The new economy is awash in contradictions, but few are more troubling than this one: At the very moment that brainpower is more important than ever, education seems more backward than ever. We have a new economy but outdated schools.
Out of this disconnect has emerged a quiet grassroots rebellion aimed at reinventing both the form and the function of American education. Charter schools – publicly funded startup schools that operate mostly free of regulation – have boomed. In 1992, there was one charter school in the United States. Today, there are more than 2,000. The fastest-growing education movement is homeschooling. Today, roughly 1.5 million children learn at home.

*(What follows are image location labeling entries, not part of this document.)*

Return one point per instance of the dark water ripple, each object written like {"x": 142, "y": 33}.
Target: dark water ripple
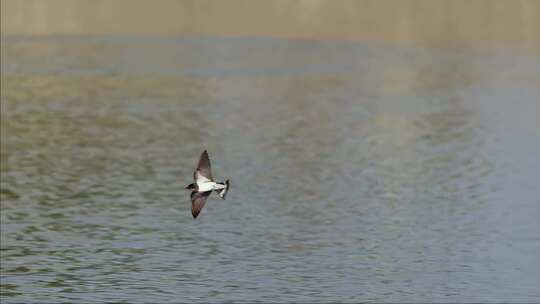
{"x": 360, "y": 172}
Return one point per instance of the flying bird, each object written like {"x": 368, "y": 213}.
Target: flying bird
{"x": 204, "y": 184}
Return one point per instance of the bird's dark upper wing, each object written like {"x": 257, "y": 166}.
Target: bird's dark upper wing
{"x": 197, "y": 201}
{"x": 203, "y": 168}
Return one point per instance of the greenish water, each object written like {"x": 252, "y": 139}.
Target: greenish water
{"x": 359, "y": 172}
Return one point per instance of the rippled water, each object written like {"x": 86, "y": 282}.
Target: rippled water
{"x": 359, "y": 172}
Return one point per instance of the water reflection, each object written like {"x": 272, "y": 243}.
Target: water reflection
{"x": 371, "y": 176}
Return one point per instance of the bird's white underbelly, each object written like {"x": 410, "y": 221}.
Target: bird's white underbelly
{"x": 209, "y": 186}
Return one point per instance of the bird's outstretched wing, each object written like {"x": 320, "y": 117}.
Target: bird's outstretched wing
{"x": 203, "y": 170}
{"x": 197, "y": 201}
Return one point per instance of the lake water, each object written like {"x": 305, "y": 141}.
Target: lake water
{"x": 359, "y": 171}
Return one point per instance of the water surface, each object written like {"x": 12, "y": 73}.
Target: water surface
{"x": 360, "y": 172}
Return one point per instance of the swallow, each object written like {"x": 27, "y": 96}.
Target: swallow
{"x": 204, "y": 184}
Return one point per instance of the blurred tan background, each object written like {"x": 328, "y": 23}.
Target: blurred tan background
{"x": 461, "y": 24}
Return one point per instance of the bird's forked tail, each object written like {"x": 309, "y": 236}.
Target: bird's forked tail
{"x": 223, "y": 192}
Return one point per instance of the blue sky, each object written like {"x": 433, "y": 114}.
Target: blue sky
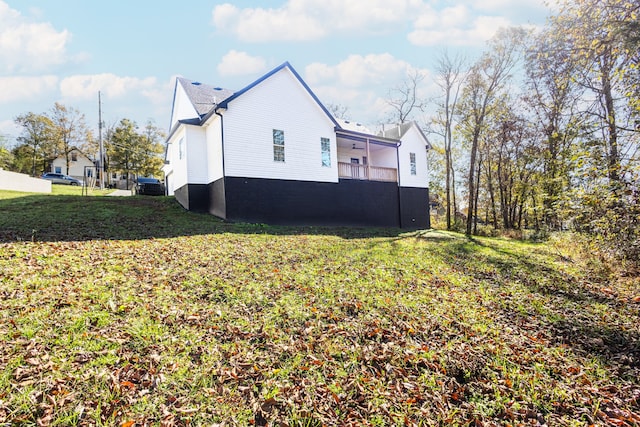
{"x": 350, "y": 52}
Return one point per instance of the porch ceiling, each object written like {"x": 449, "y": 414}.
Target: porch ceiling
{"x": 349, "y": 144}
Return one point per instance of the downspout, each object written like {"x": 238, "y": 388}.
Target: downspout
{"x": 221, "y": 138}
{"x": 399, "y": 199}
{"x": 368, "y": 162}
{"x": 224, "y": 175}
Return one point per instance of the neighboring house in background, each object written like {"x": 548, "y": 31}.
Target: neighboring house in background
{"x": 272, "y": 153}
{"x": 80, "y": 165}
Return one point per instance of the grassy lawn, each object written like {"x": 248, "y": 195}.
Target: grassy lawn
{"x": 132, "y": 311}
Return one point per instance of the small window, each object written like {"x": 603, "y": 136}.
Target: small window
{"x": 412, "y": 161}
{"x": 278, "y": 145}
{"x": 325, "y": 148}
{"x": 180, "y": 148}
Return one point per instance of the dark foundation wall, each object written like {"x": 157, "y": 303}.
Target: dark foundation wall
{"x": 193, "y": 197}
{"x": 414, "y": 208}
{"x": 349, "y": 202}
{"x": 217, "y": 199}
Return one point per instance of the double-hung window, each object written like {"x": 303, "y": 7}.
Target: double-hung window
{"x": 325, "y": 148}
{"x": 278, "y": 145}
{"x": 412, "y": 162}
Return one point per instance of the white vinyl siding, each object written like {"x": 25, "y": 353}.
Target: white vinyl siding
{"x": 413, "y": 143}
{"x": 325, "y": 150}
{"x": 182, "y": 106}
{"x": 412, "y": 163}
{"x": 278, "y": 102}
{"x": 214, "y": 149}
{"x": 278, "y": 145}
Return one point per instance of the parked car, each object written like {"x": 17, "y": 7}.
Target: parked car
{"x": 59, "y": 178}
{"x": 149, "y": 187}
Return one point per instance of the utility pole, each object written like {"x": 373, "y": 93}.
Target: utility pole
{"x": 101, "y": 164}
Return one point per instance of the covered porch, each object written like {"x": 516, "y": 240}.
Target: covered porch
{"x": 366, "y": 157}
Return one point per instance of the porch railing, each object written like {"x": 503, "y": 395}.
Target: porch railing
{"x": 367, "y": 173}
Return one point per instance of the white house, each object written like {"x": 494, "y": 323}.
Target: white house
{"x": 79, "y": 165}
{"x": 272, "y": 153}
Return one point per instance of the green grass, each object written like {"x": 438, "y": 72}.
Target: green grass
{"x": 118, "y": 311}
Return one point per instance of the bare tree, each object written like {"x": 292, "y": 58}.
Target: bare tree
{"x": 450, "y": 79}
{"x": 404, "y": 99}
{"x": 486, "y": 80}
{"x": 70, "y": 131}
{"x": 339, "y": 111}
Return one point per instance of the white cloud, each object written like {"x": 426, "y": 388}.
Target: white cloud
{"x": 236, "y": 63}
{"x": 28, "y": 46}
{"x": 358, "y": 70}
{"x": 455, "y": 26}
{"x": 21, "y": 88}
{"x": 301, "y": 20}
{"x": 112, "y": 86}
{"x": 359, "y": 83}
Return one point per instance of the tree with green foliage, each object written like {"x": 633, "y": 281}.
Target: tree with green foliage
{"x": 6, "y": 157}
{"x": 35, "y": 142}
{"x": 554, "y": 97}
{"x": 485, "y": 82}
{"x": 69, "y": 131}
{"x": 450, "y": 79}
{"x": 134, "y": 152}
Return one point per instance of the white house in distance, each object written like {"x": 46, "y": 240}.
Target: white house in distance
{"x": 79, "y": 165}
{"x": 272, "y": 153}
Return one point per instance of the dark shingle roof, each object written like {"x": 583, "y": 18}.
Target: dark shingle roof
{"x": 202, "y": 96}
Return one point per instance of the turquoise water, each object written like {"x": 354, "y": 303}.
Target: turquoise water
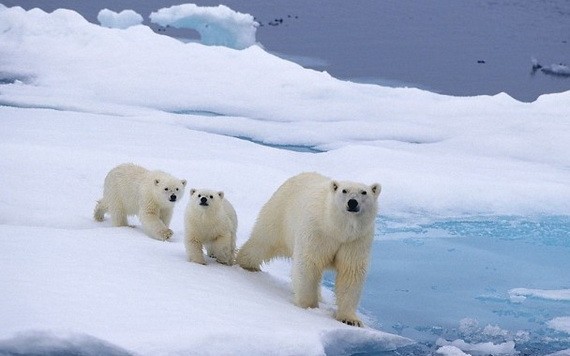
{"x": 450, "y": 279}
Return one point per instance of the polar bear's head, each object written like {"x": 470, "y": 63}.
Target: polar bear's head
{"x": 167, "y": 189}
{"x": 206, "y": 198}
{"x": 355, "y": 198}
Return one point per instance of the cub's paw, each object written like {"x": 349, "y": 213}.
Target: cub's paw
{"x": 166, "y": 234}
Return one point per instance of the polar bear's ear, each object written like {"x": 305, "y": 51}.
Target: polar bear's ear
{"x": 376, "y": 189}
{"x": 334, "y": 185}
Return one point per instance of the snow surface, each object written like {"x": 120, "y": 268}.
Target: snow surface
{"x": 122, "y": 20}
{"x": 76, "y": 99}
{"x": 218, "y": 26}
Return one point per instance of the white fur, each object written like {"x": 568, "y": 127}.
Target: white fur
{"x": 308, "y": 219}
{"x": 133, "y": 190}
{"x": 210, "y": 221}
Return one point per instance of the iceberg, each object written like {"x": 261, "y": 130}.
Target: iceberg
{"x": 217, "y": 26}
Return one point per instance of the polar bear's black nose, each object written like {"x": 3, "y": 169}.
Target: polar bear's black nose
{"x": 353, "y": 205}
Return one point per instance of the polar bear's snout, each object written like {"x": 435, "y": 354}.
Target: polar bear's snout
{"x": 353, "y": 206}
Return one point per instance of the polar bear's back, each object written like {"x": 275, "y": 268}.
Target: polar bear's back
{"x": 297, "y": 200}
{"x": 230, "y": 213}
{"x": 123, "y": 183}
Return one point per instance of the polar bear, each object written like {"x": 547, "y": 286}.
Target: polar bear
{"x": 133, "y": 190}
{"x": 210, "y": 220}
{"x": 320, "y": 223}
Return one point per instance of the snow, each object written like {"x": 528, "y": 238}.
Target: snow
{"x": 76, "y": 99}
{"x": 520, "y": 294}
{"x": 121, "y": 20}
{"x": 217, "y": 26}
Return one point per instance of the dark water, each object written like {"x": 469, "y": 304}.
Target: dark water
{"x": 452, "y": 47}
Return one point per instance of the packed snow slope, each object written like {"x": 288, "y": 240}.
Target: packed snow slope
{"x": 77, "y": 99}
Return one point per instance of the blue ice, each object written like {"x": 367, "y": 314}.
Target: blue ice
{"x": 450, "y": 279}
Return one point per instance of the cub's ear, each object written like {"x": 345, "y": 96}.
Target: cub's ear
{"x": 334, "y": 185}
{"x": 376, "y": 189}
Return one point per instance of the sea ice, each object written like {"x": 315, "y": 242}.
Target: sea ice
{"x": 122, "y": 20}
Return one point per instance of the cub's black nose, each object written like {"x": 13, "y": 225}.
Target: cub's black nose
{"x": 353, "y": 205}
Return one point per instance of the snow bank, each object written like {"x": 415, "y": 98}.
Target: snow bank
{"x": 121, "y": 20}
{"x": 456, "y": 145}
{"x": 218, "y": 26}
{"x": 76, "y": 99}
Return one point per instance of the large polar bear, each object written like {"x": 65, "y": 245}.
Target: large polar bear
{"x": 133, "y": 190}
{"x": 210, "y": 221}
{"x": 320, "y": 223}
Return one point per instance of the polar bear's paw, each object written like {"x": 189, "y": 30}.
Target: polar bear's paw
{"x": 165, "y": 234}
{"x": 351, "y": 321}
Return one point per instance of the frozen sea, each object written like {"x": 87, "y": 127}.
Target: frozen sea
{"x": 466, "y": 48}
{"x": 472, "y": 248}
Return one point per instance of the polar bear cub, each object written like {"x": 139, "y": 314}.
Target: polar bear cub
{"x": 210, "y": 221}
{"x": 320, "y": 223}
{"x": 133, "y": 190}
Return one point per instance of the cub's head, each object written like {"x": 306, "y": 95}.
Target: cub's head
{"x": 168, "y": 189}
{"x": 206, "y": 198}
{"x": 355, "y": 198}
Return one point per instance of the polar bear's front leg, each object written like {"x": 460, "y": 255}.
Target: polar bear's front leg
{"x": 153, "y": 226}
{"x": 166, "y": 216}
{"x": 351, "y": 272}
{"x": 306, "y": 276}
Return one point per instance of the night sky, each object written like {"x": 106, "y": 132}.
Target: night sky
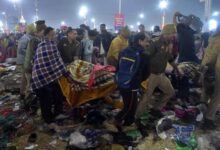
{"x": 55, "y": 11}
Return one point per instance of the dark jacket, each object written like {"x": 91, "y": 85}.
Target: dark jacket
{"x": 144, "y": 68}
{"x": 106, "y": 39}
{"x": 69, "y": 50}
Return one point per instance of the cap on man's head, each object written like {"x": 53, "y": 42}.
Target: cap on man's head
{"x": 40, "y": 25}
{"x": 169, "y": 29}
{"x": 125, "y": 31}
{"x": 31, "y": 28}
{"x": 48, "y": 30}
{"x": 70, "y": 29}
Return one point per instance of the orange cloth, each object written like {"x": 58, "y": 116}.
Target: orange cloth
{"x": 78, "y": 98}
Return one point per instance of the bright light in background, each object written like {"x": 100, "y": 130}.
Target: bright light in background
{"x": 215, "y": 13}
{"x": 83, "y": 11}
{"x": 1, "y": 24}
{"x": 22, "y": 20}
{"x": 132, "y": 26}
{"x": 163, "y": 4}
{"x": 213, "y": 24}
{"x": 93, "y": 20}
{"x": 14, "y": 1}
{"x": 152, "y": 28}
{"x": 63, "y": 23}
{"x": 141, "y": 15}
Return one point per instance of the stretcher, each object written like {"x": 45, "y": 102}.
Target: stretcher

Just as Internet startups and free agents rattled big business, charter schools and homeschooling are shaking up "big schoolhouse."
I bet we have some school board directors fainting over this one. I wonder when the office memo requesting the removal of all Daniel H. Pink Post It notes will be issued.
"Traditional" public school education is in the beginnings of its death throes. Those of us who were teaching back in the early '90's saw this coming - those of us who would admit it, anyway.
ReplyDeleteThe facts are clear: This country (and our Commonwealth) cannot sustain its current level of debt, let alone the new pile of debt which will be foist upon the hapless taxpayer in the next few years. The cost of public education, with its teachers unions, opulent buildings (designed more to assuage the tender egos of school directors than contribute to educating our young), and huge pension costs associated with retiring teachers, will contribute to an economic catastrophe that will make the Great Depression look like a party.
The maddening thing is that most political leaders know these things. Even the most leftest of Democratic politicians, such as California governor Jerry Brown and ousted California governor Gray Davis, have recognized that public debt is the nation's and states' single biggest problem, and that public sector unions can no longer have their way; we cannot spend our way into a bright future.
Here in Mt. Lebanon the fact that a large portion of our residents are civil servants has masked the precarious economic situation we are in, due to the fact that these high salaried people have "contributed" a large portion of the $1.3 billion dollars in earned income and profits reported by our residents in calendar year 2011(source: The Municipality's Comprehensive Annual Financial Report for 2011 - $10.38 million in EIT @ a 0.8% rate applied to incomes and net profits). This level of economic activity gives the illusion that Mt. Lebanon is somehow insulated from economic shocks when in actual fact a very high percentage of this income is transfer payments from produces to the civil servant class, and comes from outside Mt. Lebanon. It is this high "paper" income that likely sustains our school board in its belief that the current high school rebuild is easily absorbed by the community.
Charter schools - where the money is attached to the child and not a bureaucracy - and home schools detach a large portion of the public debt from needless buildings and programs. Defined contribution plans bring some semblance of reality to pensions paid to charter school teachers.
The Federal Reserve is likely to dump another trillion dollars or more into the economy soon. This will buoy the stock market - briefly - and likely give the polity "hope." But it's nothing but a fix for a junkie. The $16 trillion dollar (and growing) national debt, and the now $120 trillion dollar unfunded (and unfundable) entitlement obligations, are the dirtiest tricks that one generation has every played on another, and Mt. Lebanon will not escape a national financial meltdown.
God help the kids coming up - they'll need it!
Since my last post the Federal Reserve did indeed buy a new round of government bonds, thus dumping more paper fiat money into the economy. As predicted, the stock market responded with euphoria to this "Quantitative Easing" - a response based more on emotion than logic. (A better indicator of the health of the economy is the price of gold.)
ReplyDeleteOn the heels of this action comes news from the Labor Department that the Consumer Price Index increased 0.6 percent last month, after being flat in July. This equates to an annual rate of inflation of 7.2%. Although previous months had seen low monthly rates of inflation, if the CPI were calculated as it once had been - using a full basket of consumer products instead of cherry-picking those things that will return a more favorable result - the real rate of inflation would be seen running around 12% to 13% per year.
If all of this is not enough to get your attention, in Pennsylvania spending is outpacing revenues by $28 billion dollars, with a per capita debt load of over $10,000. We have nearly half a million unemployed people in the Commonwealth, and just south of 2 million people on food stamps.
Given all of this information, and with the year 2014 being the "crunch year" in my opinion, I am disappointed in the attitudes of some members of our commission and school board, who seem to think that none of this stuff matters, and seem to have confused the citizens of Mt. Lebanon with the Treasury Department. By the time those people learn some basic economics it will be too late for the hapless local taxpayer.